Starting a new business is hard, and many states make it even harder with tangled regulations, annoying paperwork and high taxes. Certain states support entrepreneurs, however, by keeping the tax burden low, transportation costs reasonable, and hiring and employment guidelines relatively simple. Find business success by heading to one of a handful of states that seem to be perennial winners in the race to attract new and young companies.
Startup businesses that run vehicle fleets could do much worse than Wyoming, which has a low fuel tax rate of 14 cents a gallon, as of 2013, and generally lower-than-average energy costs. Wyoming also follows the South Dakota example with no personal or corporate taxes, or capital gains taxes. That intangible quality-of-life factor is also high in Wyoming, which offers uncrowded cities, extensive national park and forest land, and easy transportation links.
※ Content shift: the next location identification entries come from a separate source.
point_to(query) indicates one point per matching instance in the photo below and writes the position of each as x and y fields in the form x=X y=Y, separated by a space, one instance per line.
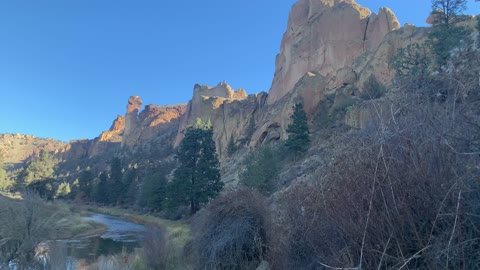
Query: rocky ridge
x=330 y=48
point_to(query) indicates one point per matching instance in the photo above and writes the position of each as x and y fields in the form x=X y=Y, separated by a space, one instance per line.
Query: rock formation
x=230 y=112
x=326 y=36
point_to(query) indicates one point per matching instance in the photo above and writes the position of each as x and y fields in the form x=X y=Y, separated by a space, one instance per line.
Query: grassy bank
x=68 y=222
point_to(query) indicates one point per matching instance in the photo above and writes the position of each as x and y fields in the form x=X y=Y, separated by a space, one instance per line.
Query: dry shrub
x=156 y=248
x=231 y=233
x=23 y=225
x=401 y=195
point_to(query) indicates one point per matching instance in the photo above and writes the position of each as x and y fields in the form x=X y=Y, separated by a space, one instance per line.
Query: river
x=120 y=236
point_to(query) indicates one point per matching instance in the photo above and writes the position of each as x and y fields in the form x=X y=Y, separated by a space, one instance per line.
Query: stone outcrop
x=143 y=126
x=114 y=134
x=131 y=118
x=326 y=36
x=17 y=148
x=233 y=114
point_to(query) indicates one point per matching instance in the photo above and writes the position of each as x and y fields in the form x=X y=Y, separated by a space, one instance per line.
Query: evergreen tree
x=446 y=33
x=154 y=189
x=38 y=169
x=101 y=191
x=130 y=186
x=85 y=182
x=63 y=190
x=231 y=147
x=197 y=179
x=261 y=169
x=298 y=134
x=38 y=175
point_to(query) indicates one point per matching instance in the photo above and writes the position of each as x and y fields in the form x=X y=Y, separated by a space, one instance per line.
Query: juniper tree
x=298 y=134
x=446 y=34
x=197 y=179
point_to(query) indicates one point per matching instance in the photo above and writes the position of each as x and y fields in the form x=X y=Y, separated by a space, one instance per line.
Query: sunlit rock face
x=326 y=36
x=140 y=128
x=231 y=113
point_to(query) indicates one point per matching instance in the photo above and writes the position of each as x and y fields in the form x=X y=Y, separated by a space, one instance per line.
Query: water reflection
x=120 y=236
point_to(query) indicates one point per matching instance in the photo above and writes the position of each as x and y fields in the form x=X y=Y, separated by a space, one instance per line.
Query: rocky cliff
x=233 y=114
x=327 y=36
x=329 y=50
x=17 y=148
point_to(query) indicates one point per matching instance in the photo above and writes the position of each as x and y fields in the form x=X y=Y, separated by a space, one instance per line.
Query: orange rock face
x=324 y=36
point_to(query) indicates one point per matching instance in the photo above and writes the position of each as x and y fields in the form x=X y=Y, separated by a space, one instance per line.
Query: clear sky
x=67 y=67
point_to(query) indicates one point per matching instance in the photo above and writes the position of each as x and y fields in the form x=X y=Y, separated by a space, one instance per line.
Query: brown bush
x=155 y=248
x=231 y=233
x=401 y=195
x=23 y=225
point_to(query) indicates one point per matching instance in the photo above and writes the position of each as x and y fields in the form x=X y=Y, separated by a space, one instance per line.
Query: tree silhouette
x=197 y=179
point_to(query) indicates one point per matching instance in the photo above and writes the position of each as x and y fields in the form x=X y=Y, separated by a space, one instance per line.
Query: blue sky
x=67 y=67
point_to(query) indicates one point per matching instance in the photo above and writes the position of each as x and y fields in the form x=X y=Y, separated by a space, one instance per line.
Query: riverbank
x=178 y=232
x=68 y=222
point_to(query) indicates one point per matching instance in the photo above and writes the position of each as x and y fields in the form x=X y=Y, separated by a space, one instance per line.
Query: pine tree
x=446 y=33
x=231 y=147
x=117 y=188
x=197 y=179
x=298 y=134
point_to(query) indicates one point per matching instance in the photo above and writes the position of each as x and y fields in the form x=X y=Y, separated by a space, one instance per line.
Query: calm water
x=120 y=235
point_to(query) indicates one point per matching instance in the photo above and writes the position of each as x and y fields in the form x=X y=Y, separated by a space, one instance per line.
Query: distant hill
x=16 y=148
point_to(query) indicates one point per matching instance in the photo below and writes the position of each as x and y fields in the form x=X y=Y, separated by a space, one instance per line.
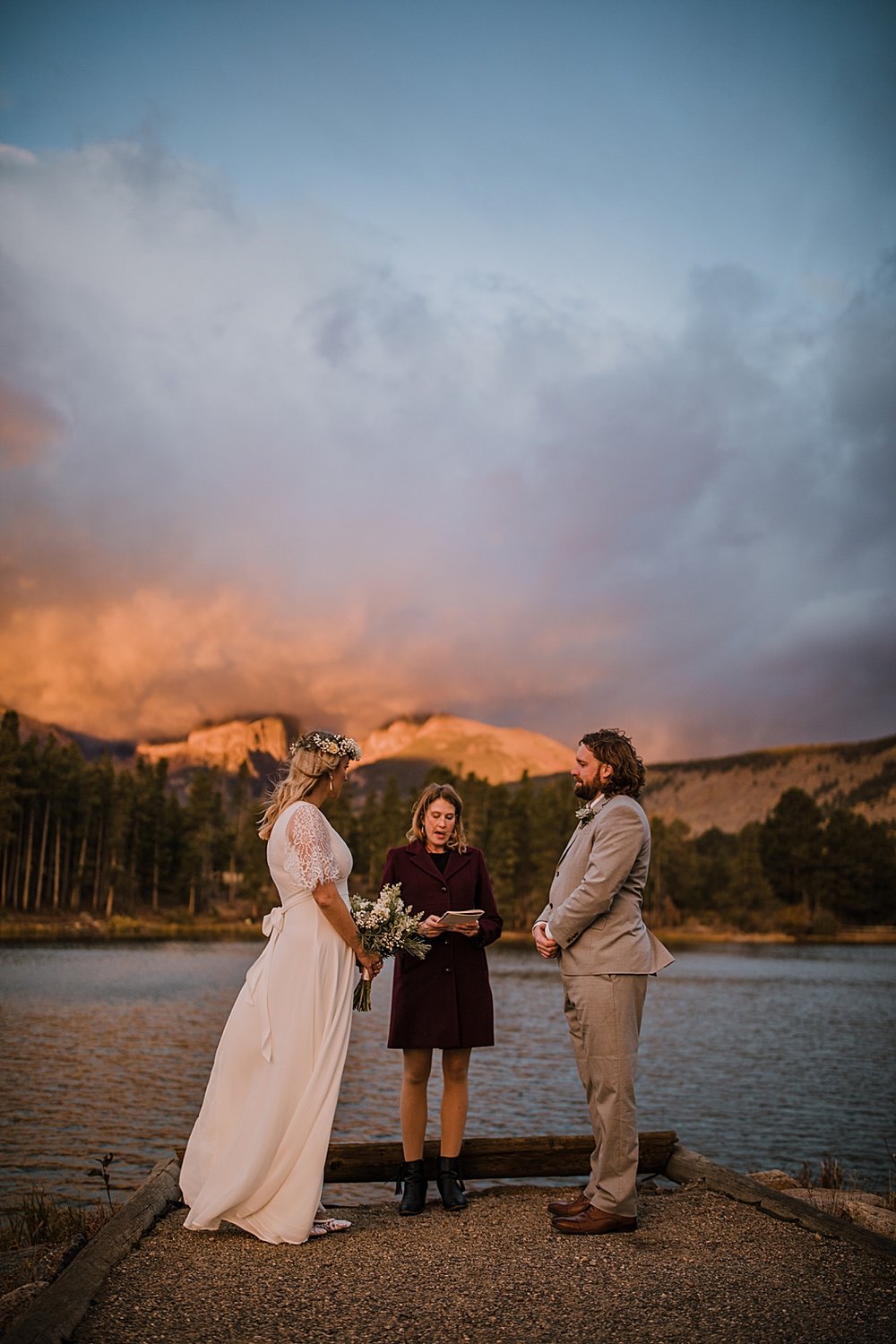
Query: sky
x=532 y=360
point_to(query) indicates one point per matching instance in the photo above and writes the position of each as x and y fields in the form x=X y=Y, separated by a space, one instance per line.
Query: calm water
x=758 y=1056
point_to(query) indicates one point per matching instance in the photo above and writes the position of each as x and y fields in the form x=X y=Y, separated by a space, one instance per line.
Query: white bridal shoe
x=322 y=1226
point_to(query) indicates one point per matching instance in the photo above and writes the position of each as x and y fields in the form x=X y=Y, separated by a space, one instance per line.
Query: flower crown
x=331 y=744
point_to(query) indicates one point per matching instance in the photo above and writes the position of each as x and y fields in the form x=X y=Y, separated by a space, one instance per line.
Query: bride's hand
x=468 y=930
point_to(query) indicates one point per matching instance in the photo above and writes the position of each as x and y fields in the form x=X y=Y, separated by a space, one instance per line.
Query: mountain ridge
x=724 y=792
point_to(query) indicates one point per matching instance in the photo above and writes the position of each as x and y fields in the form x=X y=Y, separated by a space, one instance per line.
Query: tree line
x=85 y=835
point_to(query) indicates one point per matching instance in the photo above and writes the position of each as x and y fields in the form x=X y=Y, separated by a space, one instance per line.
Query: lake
x=756 y=1055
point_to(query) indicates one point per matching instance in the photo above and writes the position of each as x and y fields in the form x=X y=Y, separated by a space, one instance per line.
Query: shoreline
x=23 y=929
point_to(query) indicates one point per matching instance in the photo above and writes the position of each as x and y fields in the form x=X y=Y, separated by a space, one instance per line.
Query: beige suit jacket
x=594 y=905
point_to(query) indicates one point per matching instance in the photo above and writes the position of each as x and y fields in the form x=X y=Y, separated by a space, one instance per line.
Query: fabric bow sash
x=271 y=926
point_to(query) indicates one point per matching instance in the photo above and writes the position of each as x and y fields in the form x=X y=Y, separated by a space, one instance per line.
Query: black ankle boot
x=413 y=1177
x=450 y=1185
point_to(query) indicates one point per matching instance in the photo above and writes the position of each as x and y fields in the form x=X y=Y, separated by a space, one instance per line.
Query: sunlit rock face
x=465 y=746
x=225 y=745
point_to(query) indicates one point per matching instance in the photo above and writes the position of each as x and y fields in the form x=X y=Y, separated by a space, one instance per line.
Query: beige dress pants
x=603 y=1015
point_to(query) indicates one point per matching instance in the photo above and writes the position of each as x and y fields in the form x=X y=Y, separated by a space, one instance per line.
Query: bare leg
x=455 y=1064
x=414 y=1081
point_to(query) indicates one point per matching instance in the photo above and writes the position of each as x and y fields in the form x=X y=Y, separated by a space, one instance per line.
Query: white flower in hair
x=331 y=744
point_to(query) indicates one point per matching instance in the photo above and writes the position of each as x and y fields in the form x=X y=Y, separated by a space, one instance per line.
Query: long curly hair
x=457 y=840
x=614 y=747
x=298 y=777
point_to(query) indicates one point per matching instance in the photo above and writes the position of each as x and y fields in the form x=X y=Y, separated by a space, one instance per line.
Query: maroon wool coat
x=444 y=1000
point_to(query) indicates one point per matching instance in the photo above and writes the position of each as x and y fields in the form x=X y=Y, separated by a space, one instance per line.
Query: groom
x=592 y=925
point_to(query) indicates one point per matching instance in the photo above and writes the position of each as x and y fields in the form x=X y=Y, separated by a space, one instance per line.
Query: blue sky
x=527 y=360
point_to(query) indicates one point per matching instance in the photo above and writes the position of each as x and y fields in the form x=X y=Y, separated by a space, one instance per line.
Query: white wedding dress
x=257 y=1152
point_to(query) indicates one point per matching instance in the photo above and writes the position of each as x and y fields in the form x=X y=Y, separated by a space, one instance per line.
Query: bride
x=257 y=1152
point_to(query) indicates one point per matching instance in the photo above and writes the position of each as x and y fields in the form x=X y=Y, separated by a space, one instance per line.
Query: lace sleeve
x=308 y=857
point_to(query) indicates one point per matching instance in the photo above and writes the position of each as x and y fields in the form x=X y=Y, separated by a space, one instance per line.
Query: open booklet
x=452 y=918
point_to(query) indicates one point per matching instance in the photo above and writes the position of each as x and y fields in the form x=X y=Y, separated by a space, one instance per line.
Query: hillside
x=728 y=792
x=724 y=792
x=261 y=744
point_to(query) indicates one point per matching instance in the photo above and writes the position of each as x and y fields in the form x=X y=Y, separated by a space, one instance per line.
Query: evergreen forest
x=90 y=836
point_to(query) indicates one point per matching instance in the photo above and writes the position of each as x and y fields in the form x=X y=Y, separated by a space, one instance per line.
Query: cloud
x=27 y=427
x=255 y=467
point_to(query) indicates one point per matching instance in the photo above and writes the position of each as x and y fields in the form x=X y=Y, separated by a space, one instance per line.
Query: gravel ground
x=700 y=1266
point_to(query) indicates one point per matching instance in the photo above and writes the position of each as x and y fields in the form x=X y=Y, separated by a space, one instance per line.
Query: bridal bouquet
x=387 y=927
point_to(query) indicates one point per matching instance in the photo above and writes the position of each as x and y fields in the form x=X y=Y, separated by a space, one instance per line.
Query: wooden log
x=54 y=1314
x=540 y=1155
x=685 y=1166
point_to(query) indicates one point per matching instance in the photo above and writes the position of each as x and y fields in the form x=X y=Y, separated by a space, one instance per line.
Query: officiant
x=444 y=1002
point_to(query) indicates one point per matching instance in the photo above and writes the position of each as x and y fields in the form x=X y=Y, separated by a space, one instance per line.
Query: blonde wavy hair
x=303 y=771
x=457 y=840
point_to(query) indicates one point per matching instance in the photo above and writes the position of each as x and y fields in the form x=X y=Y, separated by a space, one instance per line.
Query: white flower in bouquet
x=386 y=926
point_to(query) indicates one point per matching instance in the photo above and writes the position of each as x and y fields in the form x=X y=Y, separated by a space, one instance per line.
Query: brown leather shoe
x=592 y=1222
x=568 y=1207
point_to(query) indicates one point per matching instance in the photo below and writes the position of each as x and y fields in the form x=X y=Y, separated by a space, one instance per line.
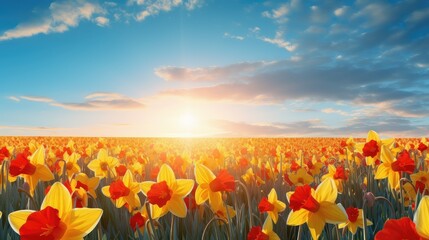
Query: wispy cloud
x=103 y=101
x=37 y=99
x=280 y=42
x=208 y=74
x=13 y=98
x=61 y=17
x=152 y=8
x=93 y=101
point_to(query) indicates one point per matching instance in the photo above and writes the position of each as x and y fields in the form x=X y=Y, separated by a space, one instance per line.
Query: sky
x=206 y=68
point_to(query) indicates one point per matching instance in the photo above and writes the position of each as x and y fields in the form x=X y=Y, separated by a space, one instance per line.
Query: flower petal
x=18 y=218
x=145 y=186
x=332 y=213
x=82 y=221
x=315 y=224
x=326 y=191
x=177 y=207
x=203 y=174
x=421 y=217
x=166 y=174
x=296 y=218
x=201 y=195
x=59 y=198
x=183 y=187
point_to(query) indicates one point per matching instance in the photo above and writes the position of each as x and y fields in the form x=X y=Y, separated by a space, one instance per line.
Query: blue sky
x=201 y=68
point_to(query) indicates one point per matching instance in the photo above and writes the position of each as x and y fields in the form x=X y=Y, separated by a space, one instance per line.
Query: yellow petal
x=38 y=156
x=393 y=179
x=128 y=178
x=273 y=236
x=421 y=218
x=272 y=196
x=332 y=213
x=268 y=225
x=316 y=225
x=183 y=187
x=145 y=186
x=296 y=218
x=326 y=191
x=43 y=173
x=201 y=195
x=59 y=198
x=177 y=206
x=18 y=218
x=203 y=174
x=166 y=174
x=382 y=171
x=82 y=221
x=158 y=212
x=372 y=135
x=386 y=155
x=353 y=227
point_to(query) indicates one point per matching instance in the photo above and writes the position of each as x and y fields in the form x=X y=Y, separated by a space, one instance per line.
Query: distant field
x=235 y=188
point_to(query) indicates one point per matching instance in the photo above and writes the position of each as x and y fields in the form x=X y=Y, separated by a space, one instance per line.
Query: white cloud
x=236 y=37
x=102 y=21
x=280 y=42
x=340 y=11
x=62 y=16
x=157 y=6
x=37 y=99
x=13 y=98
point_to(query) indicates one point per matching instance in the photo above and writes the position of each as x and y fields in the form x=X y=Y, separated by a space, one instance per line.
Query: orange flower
x=56 y=219
x=124 y=192
x=167 y=193
x=402 y=228
x=32 y=170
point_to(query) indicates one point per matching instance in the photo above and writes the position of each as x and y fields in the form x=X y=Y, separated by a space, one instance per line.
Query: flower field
x=237 y=188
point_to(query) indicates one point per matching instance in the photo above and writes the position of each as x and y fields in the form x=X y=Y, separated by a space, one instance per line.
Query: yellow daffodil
x=71 y=164
x=32 y=169
x=266 y=232
x=315 y=207
x=124 y=191
x=104 y=165
x=391 y=168
x=272 y=205
x=421 y=218
x=339 y=174
x=56 y=219
x=372 y=147
x=167 y=193
x=299 y=178
x=355 y=220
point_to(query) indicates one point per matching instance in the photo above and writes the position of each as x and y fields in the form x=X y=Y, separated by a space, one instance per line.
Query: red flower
x=422 y=147
x=302 y=198
x=265 y=206
x=403 y=163
x=371 y=149
x=118 y=189
x=340 y=173
x=4 y=153
x=121 y=170
x=44 y=224
x=21 y=165
x=137 y=220
x=223 y=182
x=352 y=213
x=402 y=228
x=159 y=194
x=243 y=163
x=81 y=185
x=256 y=234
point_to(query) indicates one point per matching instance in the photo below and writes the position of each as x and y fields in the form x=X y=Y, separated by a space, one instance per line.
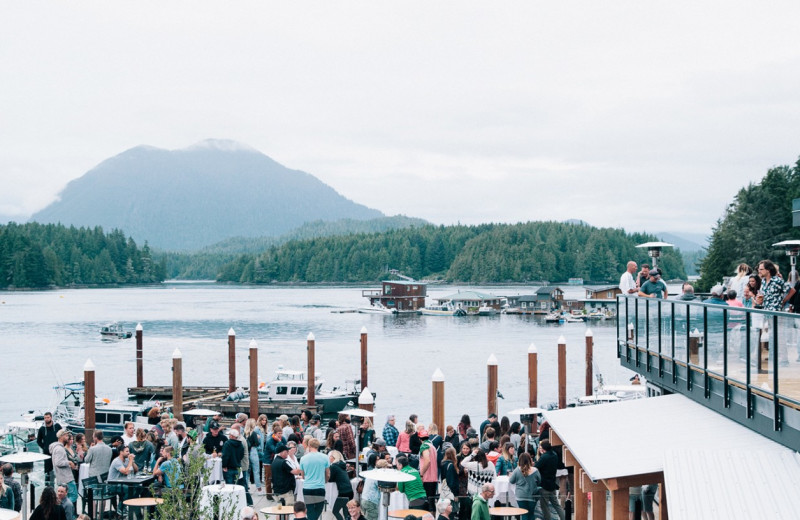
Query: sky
x=647 y=116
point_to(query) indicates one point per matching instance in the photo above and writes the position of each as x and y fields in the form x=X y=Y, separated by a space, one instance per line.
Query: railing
x=752 y=349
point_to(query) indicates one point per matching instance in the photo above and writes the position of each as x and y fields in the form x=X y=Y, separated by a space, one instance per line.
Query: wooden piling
x=139 y=359
x=177 y=384
x=364 y=371
x=231 y=360
x=253 y=378
x=89 y=397
x=533 y=376
x=310 y=372
x=589 y=360
x=562 y=372
x=437 y=393
x=491 y=387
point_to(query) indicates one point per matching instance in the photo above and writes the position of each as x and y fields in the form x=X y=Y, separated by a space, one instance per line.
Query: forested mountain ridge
x=759 y=216
x=487 y=253
x=194 y=197
x=43 y=255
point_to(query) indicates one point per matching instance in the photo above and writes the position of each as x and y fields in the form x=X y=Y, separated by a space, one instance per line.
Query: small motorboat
x=114 y=331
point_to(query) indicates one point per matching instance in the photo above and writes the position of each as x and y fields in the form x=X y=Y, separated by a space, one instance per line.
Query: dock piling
x=312 y=401
x=139 y=357
x=177 y=384
x=253 y=357
x=562 y=373
x=89 y=397
x=491 y=387
x=533 y=376
x=231 y=360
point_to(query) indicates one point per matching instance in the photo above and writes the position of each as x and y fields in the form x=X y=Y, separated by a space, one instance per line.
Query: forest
x=759 y=216
x=34 y=256
x=486 y=253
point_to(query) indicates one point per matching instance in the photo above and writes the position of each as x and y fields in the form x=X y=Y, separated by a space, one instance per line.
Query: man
x=99 y=455
x=283 y=476
x=548 y=464
x=64 y=501
x=390 y=432
x=130 y=433
x=8 y=478
x=654 y=287
x=46 y=436
x=626 y=282
x=232 y=455
x=315 y=468
x=480 y=503
x=168 y=470
x=215 y=440
x=62 y=465
x=414 y=490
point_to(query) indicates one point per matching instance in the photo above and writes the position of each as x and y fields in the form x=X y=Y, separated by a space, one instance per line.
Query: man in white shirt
x=626 y=283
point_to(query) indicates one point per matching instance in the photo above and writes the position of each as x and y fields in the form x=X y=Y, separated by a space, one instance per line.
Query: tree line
x=36 y=255
x=486 y=253
x=759 y=216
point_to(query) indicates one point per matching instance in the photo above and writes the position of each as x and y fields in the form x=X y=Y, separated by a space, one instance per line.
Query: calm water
x=46 y=338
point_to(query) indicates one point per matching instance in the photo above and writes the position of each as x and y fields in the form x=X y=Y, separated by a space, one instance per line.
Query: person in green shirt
x=414 y=489
x=480 y=503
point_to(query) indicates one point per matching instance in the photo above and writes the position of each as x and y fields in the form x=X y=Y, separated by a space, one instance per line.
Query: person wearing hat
x=654 y=287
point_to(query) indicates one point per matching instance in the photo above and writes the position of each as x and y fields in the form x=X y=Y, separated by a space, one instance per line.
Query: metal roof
x=732 y=484
x=631 y=437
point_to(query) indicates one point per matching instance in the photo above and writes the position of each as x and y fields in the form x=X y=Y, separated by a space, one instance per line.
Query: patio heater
x=792 y=248
x=654 y=250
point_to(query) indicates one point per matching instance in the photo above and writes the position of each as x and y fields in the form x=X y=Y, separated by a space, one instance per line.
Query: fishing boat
x=114 y=331
x=445 y=309
x=292 y=385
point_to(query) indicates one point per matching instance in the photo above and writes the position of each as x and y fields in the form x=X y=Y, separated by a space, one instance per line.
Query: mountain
x=197 y=196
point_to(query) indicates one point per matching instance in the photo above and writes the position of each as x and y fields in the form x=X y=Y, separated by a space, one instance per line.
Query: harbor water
x=46 y=338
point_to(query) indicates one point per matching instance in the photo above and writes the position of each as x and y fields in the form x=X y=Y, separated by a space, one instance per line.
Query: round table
x=505 y=512
x=402 y=513
x=282 y=512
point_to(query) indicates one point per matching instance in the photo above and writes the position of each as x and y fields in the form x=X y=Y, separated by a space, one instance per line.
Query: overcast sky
x=641 y=115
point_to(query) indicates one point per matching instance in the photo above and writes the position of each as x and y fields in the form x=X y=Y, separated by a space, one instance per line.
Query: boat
x=292 y=385
x=114 y=331
x=445 y=309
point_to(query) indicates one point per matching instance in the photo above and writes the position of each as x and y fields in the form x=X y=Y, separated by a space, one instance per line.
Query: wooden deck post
x=562 y=372
x=231 y=360
x=364 y=371
x=589 y=359
x=88 y=399
x=311 y=392
x=253 y=379
x=177 y=384
x=437 y=393
x=491 y=387
x=533 y=376
x=139 y=361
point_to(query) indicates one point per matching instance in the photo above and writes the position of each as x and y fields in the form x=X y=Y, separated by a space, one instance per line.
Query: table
x=282 y=512
x=227 y=496
x=402 y=513
x=505 y=512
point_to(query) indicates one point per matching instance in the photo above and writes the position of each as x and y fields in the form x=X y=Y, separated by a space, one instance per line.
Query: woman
x=464 y=425
x=404 y=439
x=251 y=436
x=48 y=508
x=338 y=475
x=143 y=450
x=444 y=507
x=527 y=479
x=480 y=470
x=507 y=462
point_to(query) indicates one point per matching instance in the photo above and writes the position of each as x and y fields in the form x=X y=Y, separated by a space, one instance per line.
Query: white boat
x=446 y=309
x=112 y=331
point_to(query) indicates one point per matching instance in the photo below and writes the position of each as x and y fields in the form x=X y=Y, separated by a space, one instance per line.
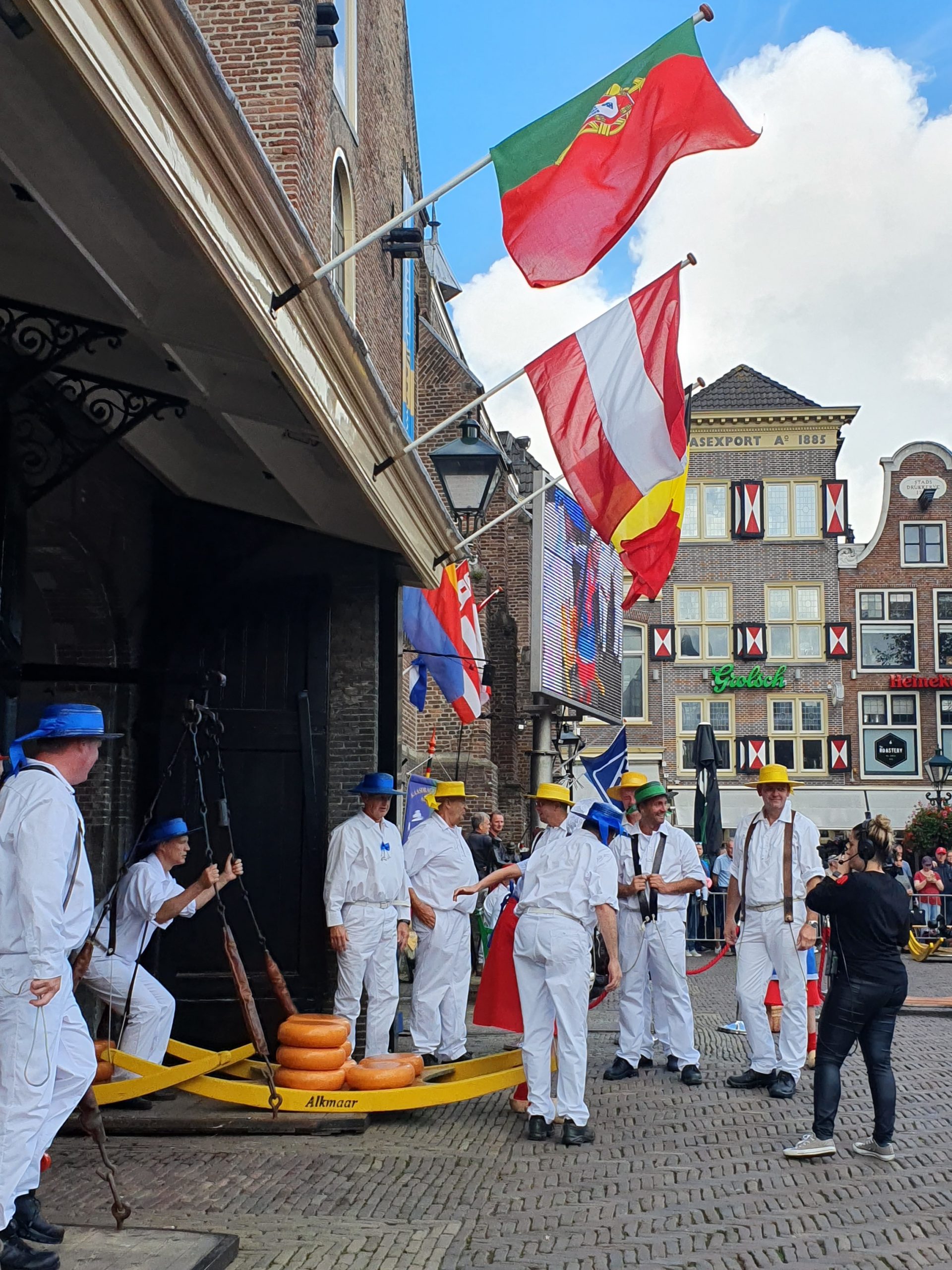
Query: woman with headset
x=869 y=915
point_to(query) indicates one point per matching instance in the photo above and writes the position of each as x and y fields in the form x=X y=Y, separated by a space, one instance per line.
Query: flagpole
x=503 y=516
x=298 y=287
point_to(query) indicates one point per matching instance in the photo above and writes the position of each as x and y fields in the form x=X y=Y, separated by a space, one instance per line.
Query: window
x=794 y=623
x=716 y=711
x=702 y=616
x=797 y=729
x=634 y=672
x=346 y=60
x=944 y=629
x=887 y=631
x=342 y=233
x=924 y=544
x=791 y=509
x=890 y=733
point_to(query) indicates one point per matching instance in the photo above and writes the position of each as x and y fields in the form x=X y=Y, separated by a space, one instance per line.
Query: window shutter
x=834 y=508
x=660 y=640
x=748 y=515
Utah makes just about every list there is of the most business-friendly states in the nation. The state is easy on regulations and low on taxes, and has attracted a large number of entrepreneurial refugees from tax-happy California. Utah also encourages high-tech startups with generous funding of the Utah Science, Technology and Research initiative, which provides an interface for academic researchers and new commercial enterprises.
Maryland ranks high for science, engineering and technology startups. The state placed first in a 2013 Entrepreneur.com survey of the best states to run a high-tech business. Although it doesn’t have the business-friendly reputation equal to that of rival Virginia, Maryland actually beat Virginia in private-sector job growth after the recession of 2008-10. The Washington, D.C., suburbs provide a well-educated and productive workforce. The Entrepreneur study also cited ACTiVATE, a program supported by the state and the city of Baltimore that allows women entrepreneurs a full year of support for startup businesses.
A recent survey by “Forbes” ranked Texas high on the list of business-friendly states, citing Austin, San Antonio and Dallas-Fort Worth as three top-ranked cities for general business climate. According to a statistical survey in the same periodical, the state enjoyed a net population migration of 186,500 in 2012 and boasts business costs that run 4.6 percent below the national average.
1 South Dakota
South Dakota offers several tangible benefits to startups, including a zero corporate tax rate. Business proprietors also benefit from the lack of a personal income tax and low property tax rates, averaging 2.9 percent. There is no tax on personal or business capital gains, and the state minimum wage as of 2013 was $5.85 an hour, below the national average. The state also ranks high on quality-of-life measures, with a low crime rate and uncongested cities.